Health Care

Cutting-Edge Primary Care

Big Tree Medical Home is providing a scalable solution.
Cutting-Edge Primary Care

The United States, and the Midwest specifically, has a shortage of primary care providers. Big Tree Medical Home, based in Columbia, Missouri, is trying to solve that problem.

Big Tree offers direct primary care and wholesale-priced pharmaceuticals for a low monthly payment to more than 5,000 patients nationwide. The innovative health care solution, which was founded in late 2017, gives members the majority of their health care coverage for a fraction of the cost of traditional plans.

Big Tree co-founder and practice pediatrician Dr. Adam Wheeler says, “We felt there was an opportunity to create a new type of primary care where the provider and patient have aligned incentives and employers have a lower total cost of care, but a much better experience for employees.”

Wheeler’s past experience as a managing partner of a large pediatric practice in Columbia enabled him to see how drastic the primary care shortage in the Midwest really is. He then created a solution that helps patients see a doctor when and where they need it.

FILLING A VOID

According to Wheeler, 111 of 114 counties in Missouri are primary care shortage areas, and practices are expecting a need for an additional 1,000 primary care providers in Missouri by 2025.

“The model just doesn’t work because the payments to primary care providers are not designed to promote health,” he says. Wheeler says primary care providers are paid a fraction of the cost of their specialist peers, despite requiring almost as much education and training: general practice doctors who work in urgent cares make almost double the salary.

The solution? Nurse practitioners as primary care providers. “That allows us to have a lower price point,” Wheeler says.

Other primary care solutions typically use doctors to provide care, which Wheeler says ultimately exacerbates the problem. “When doctors move from traditional to a more innovative solution, they move from having about 2,500 patients to about 800 on their panel. We are trying to provide a scalable solution that could be used to meet the needs of the entire country.”

While Big Tree has five clinics in Missouri where patients can be seen in-person if needed, their clinics in 40 other states are virtual, with nurse practitioners seeing patients via video or answering questions via text. “What we like to say is virtual care isn’t fundamentally better or worse than in-person—it’s different,” Wheeler says. “It provides better, quicker access but there are some things you need in-person for.”

THE PACKAGE DEAL

Another feature of Big Tree Medical Home is its in-house pharmacy. Through most of the membership plans, patients can get generic prescription medications for either free or wholesale costs. Employers have the option to bundle Big Tree coverage with dental, vision, and other specialist plans to provide complete coverage.

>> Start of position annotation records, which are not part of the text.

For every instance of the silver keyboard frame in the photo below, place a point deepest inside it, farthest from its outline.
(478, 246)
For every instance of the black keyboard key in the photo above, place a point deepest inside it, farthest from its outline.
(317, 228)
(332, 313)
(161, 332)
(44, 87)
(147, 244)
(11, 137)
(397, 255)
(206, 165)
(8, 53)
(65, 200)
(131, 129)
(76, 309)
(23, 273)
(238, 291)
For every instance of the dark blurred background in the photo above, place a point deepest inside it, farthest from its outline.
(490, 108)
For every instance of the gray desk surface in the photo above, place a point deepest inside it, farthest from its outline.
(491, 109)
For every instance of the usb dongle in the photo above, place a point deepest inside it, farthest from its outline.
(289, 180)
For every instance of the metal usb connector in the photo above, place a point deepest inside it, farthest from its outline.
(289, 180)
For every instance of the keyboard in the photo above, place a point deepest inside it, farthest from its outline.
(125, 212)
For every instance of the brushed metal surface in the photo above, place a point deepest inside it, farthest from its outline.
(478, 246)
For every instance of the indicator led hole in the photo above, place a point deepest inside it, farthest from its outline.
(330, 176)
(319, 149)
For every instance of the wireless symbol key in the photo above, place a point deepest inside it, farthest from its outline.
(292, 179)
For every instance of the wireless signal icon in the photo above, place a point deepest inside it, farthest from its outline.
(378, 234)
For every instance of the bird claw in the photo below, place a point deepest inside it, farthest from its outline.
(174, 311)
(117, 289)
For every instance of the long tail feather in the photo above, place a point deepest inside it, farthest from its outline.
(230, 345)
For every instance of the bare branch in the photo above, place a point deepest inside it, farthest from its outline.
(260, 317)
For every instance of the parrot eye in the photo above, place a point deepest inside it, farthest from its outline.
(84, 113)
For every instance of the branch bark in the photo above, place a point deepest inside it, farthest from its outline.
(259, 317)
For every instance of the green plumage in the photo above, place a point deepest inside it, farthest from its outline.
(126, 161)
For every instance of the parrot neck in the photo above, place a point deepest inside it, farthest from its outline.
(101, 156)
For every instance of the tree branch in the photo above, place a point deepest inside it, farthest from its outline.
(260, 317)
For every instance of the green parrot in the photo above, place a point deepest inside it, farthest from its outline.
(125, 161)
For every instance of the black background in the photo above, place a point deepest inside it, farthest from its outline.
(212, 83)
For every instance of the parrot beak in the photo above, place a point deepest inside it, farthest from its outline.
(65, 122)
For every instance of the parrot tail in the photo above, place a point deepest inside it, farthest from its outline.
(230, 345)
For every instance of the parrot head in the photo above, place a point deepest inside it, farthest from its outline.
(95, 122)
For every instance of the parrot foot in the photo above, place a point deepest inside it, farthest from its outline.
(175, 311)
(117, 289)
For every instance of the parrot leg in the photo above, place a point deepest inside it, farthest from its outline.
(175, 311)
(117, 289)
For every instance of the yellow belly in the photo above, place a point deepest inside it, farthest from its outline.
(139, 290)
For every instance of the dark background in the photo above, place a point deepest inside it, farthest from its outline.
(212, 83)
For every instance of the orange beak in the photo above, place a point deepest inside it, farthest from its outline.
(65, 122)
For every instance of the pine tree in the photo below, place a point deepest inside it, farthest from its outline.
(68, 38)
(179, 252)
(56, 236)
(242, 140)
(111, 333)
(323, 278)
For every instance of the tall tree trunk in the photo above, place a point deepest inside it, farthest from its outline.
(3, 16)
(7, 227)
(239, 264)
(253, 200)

A primary care solution that’s a fraction of the cost of more traditional care, has access to affordable prescriptions and easier care—why isn’t every company using Big Tree? “Our biggest challenge is helping employers think about health care outside of the box,” Wheeler says.

While traditional health insurance plans have been rising in costs every year, ultimately the human resources employee responsible for deciding the coverage isn’t responsible for the balance due.

“It’s the same if they have an easy-for-them but expensive-for-company solution or a hard-for-them—in that it’s different—but less-expensive-for-the-company solution,” he says. “Even though there is published research that something like Big Tree as part of a health plan will lower costs by 20%.”

TAKING THE GAMBLE

Wheeler says it can be difficult to convince businesses to try Big Tree, but once they sign up, there is a high retention rate. While they also measure the standard metrics such as net promoter score and other surveys, the biggest goal is patients renewing their monthly plans.

“We are a monthly payment that the patient has no commitment to—they have to continue to want to participate and that’s how we want it,” he continues.

Wood haven, a Columbia-based company that provides support to adults with disabilities, has seen a savings of $750,000 since switching to Big Tree as their employee health plan. Dan Soliday, the chief executive officer of Woodhaven, says with Big Tree as their employee benefit, they’ve gotten nothing but great feedback from employees.

“Before Big Tree, we kept having to raise the staff portion of insurance to a point where staff were then leaving,” he says. “Working with Big Tree not only saved our organization and staff money, but our employees also get better service.”

In terms of funding expansion, Big Tree has looked into venture funding and private equity, Wheeler says, but instead depends on the profits from its existing clinics. “In our experience, the organizations that provide funding have a tough time grasping our model,” he says. “We haven’t met a partner who is interested in expanding primary care in the way that we are.

“Our goal is how low can we get our prices, and then we are going to apply that to everybody.”